A revolução das relações comerciais e da tecnologia elevou as operações de muitas empresas a um grau altíssimo de complexidade. E nesse contexto não coube mais o emérito e empoeirado contador com sua viseira e seus livrões medievais. Nesse cenário a informação foi desembargada e a contabilidade saiu das sombras juntamente com o contador. Os processos operacionais passaram a ser evidenciados com clareza e a metodologia contábil virou objeto de intensa discussão por parte de uma gama de entidades ao redor do mundo. A ciência do registro passou a ser a ciência do esclarecimento e o administrador deixou de ser o agente passivo, passando a contribuir sobremaneira no aprimoramento do pensamento contábil. Por sua vez, o contador incorporou atribuições de um gestor de alto nível de responsabilidade e competência técnica, abraçando outras áreas do conhecimento, como administração, economia, tecnologia da informação etc.
Os avanços exponenciais da tecnologia da informação impactaram violentamente a prática contábil. Primeiramente, o contador foi poupado do esforço estafante de calcular blocos e mais blocos de arranjos numéricos, mas ainda assim continuou classificando e inserindo os dados manualmente no computador. Em seguida, estruturas flexíveis permitiram a modelagem de leiautes e relatórios, além de mecanismos voltados para mitigação de erros.

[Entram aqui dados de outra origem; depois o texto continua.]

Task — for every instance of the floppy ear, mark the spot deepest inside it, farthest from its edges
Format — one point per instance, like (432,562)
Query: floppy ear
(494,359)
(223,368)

A alimentação do sistema continuava manual, sendo que a análise passou a ganhar uma importância maior devido à alta plasticidade da informação, que nas mãos do contador passou a ser modelada de acordo com a conveniência do momento. O passo seguinte foi a popularização dos fenomenais sistemas ERP (Enterprise Resource Planning) com seu ousado propósito de automatização total de todos os processos organizacionais.
Na maratona contábil os sistemas de gestão ERP cruzaram a linha de chegada, mas a maioria esmagadora de contadores ainda está correndo contra o tempo e muitos ficaram pelo caminho. Essa nova realidade põe em cheque o modelo tradicional de contabilidade. A engenharia da informação alcançou o mais alto posto que uma atividade de assessoria à gestão poderia alcançar. Agora, a área de TI só está subordinada ao mais alto executivo de uma organização. Os administradores de TI não estão capacitados para gerenciar a informação e os contadores não são preparados para utilizar os modernos instrumentos da tecnologia da informação. Entra em cena o controller, que mesmo sendo um super contador continua posicionado no organograma abaixo do administrador de TI.
Uma empresa que consiga atingir níveis extremos de automatização dos seus processos de forma que sejam dispensadas até a atividade de análise das informações produzidas nas suas diversas áreas, pode questionar o seguinte: Qual é mesmo o papel do nosso contador? Pode até ser que não exista uma situação tão extremada, mas é fato que departamentos inteiros foram devastados pelo furacão ERP. Há casos de empresas com várias mesas vazias e salas onde funcionavam departamentos administrativos sendo usadas como depósito. Mesmo assim ainda existem empresas de grande expressão regional e nacional apinhadas de funcionários burocráticos.
No momento em que o contador não precisar mais registrar nem analisar lançamentos contábeis, ele terá a chance de recuperar os dons sagrados perdidos lá atrás. Será preciso repensar profundamente suas atribuições e competências. Será que contador e administrador se transformarão em uma única pessoa?